Every time I feel the need to shed a tear over my mortgage, I always think of those in California who have it much, much worse.

Dr Housing Bubble said...

Glad we can bring some perspective to you Caroline! Just wait until many California mortgages reset in the next two years.

bubble_watcher said...

1,627,079

That's one hell of a lot of empty houses/condos..

bubble_watcher said...

1,627,079

That's one hell of a lot of empty houses/condos..

Dr Housing Bubble said...

Bubble_watcher:

This again strikes at affordability issues in California.

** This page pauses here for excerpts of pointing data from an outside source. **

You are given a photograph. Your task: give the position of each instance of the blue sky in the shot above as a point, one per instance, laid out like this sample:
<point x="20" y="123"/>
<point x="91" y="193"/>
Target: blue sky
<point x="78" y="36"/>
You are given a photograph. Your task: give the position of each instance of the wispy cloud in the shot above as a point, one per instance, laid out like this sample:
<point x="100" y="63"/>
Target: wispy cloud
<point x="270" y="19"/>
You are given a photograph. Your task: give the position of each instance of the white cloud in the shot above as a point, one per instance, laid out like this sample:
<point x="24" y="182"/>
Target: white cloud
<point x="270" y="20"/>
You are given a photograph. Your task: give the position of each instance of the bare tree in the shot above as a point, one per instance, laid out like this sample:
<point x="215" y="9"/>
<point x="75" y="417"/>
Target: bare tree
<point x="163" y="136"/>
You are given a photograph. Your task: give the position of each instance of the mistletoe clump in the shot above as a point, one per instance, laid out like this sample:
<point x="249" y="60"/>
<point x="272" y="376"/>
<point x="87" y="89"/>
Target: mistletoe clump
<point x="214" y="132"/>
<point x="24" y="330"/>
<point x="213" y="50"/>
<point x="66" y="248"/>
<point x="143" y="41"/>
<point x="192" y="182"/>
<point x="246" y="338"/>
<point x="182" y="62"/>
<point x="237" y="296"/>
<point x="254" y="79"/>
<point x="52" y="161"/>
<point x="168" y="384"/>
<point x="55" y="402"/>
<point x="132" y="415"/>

Given the current market and even the C.A.R. predicting a negative year in 2007, I'm expecting 2007 to be an interesting year.

Larry Nusbaum said...

I will be adding links to you on a regular basis:
http://millionairenowbook.blogspot.com/2006/10/real-estate-news-and-housing-bubble.html

Minimum Wage said...

Shouldn't a higher "non-owned" rate be a good thing for agents and brokers? It is my understanding that on average, rental properties are sold more often than owner-occupied homes (probably due to tax-optimizing landlords holding for shorter terms and then exchanging). Higher sales velocity should be good for those who make money from sales. Or is the perceived problem that the sales commissions will not be broadly distributed among agents and brokers, but rather wind up in the hands of a few?